Selon l'économiste Marina dal Poggetto, de l'institut Bein, l'Association de banques argentines (ADEBA) a prévu de proposer dans l'après-midi «deux options séparées»: l'une prévoyant qu'elles se portent garantes auprès du juge américain et des fonds, l'autre portant sur un rachat de la dette détenue par les fonds.

La Bourse de Buenos Aires veut croire à une solution: optimiste, l'indice Merval a ouvert mercredi en hausse de 5,15% continuant sur la lancée de sa séance de la veille qui a bondi de 6,53%.

- Issue négociée envisagée -

Après des semaines de blocage, les discussions ont pris une nouvelle tournure mardi.

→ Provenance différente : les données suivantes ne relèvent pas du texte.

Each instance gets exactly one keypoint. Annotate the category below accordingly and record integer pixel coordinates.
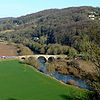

Pour la première fois, les négociateurs argentins ont rencontré directement les représentants de NML et Aurelius, mais sans parvenir à un accord.

Toutefois, signe qu'une issue négociée est envisagée, le ministre argentin de l'Économie Axel Kicillof a quitté le sommet des chefs d'État du Mercosur à Caracas pour se rendre dans la soirée à New York et se joindre aux discussions avec le médiateur Daniel Pollack.

«Nous continuons à travailler avec tout le sérieux que mérite cette question», a déclaré M. Kicillof à la presse en sortant des bureaux du médiateur judiciaire Dan Pollack mardi soir aux alentours de minuit.

La réunion rassemblant la délégation argentine et le médiateur nommé par le juge Thomas Griesa avait débuté en fin de matinée.

Avant cela, un groupe européen de détenteurs de bons argentins restructurés avait demandé au juge Griesa la «suspension temporaire» de l'exécution du jugement jusqu'à début 2015, relayant une requête des autorités argentines.

Selon EuroBondholders, c'est «la meilleure méthode pour promouvoir un accord négocié dans cette affaire et éviter un défaut».

Les fonds spéculatifs, en position de force, n'ont pas cédé et n'ont fait qu'une concession en acceptant un paiement en bons du Trésor argentin.

Le juge Griesa s'est jusqu'ici montré hermétique aux demandes du gouvernement argentin, refusant le sursis à exécution du jugement qui permettrait à Buenos Aires de payer sans s'exposer à une avalanche de poursuites des autres créanciers.

À Caracas, les pays du Mercosur ont exprimé «leur solidarité militante» à la présidente argentine de centre gauche, Cristina Kirchner.

La directrice générale du FMI Christine Lagarde a pour sa part minimisé l'impact d'un défaut. «Même si un défaut est toujours regrettable, nous ne pensons pas qu'il aura des conséquences majeures en dehors» du pays, a-t-elle estimé.

Afin de démontrer sa solvabilité, l'Argentine a versé lundi 642 millions de dollars à ses créanciers publics du Club de Paris.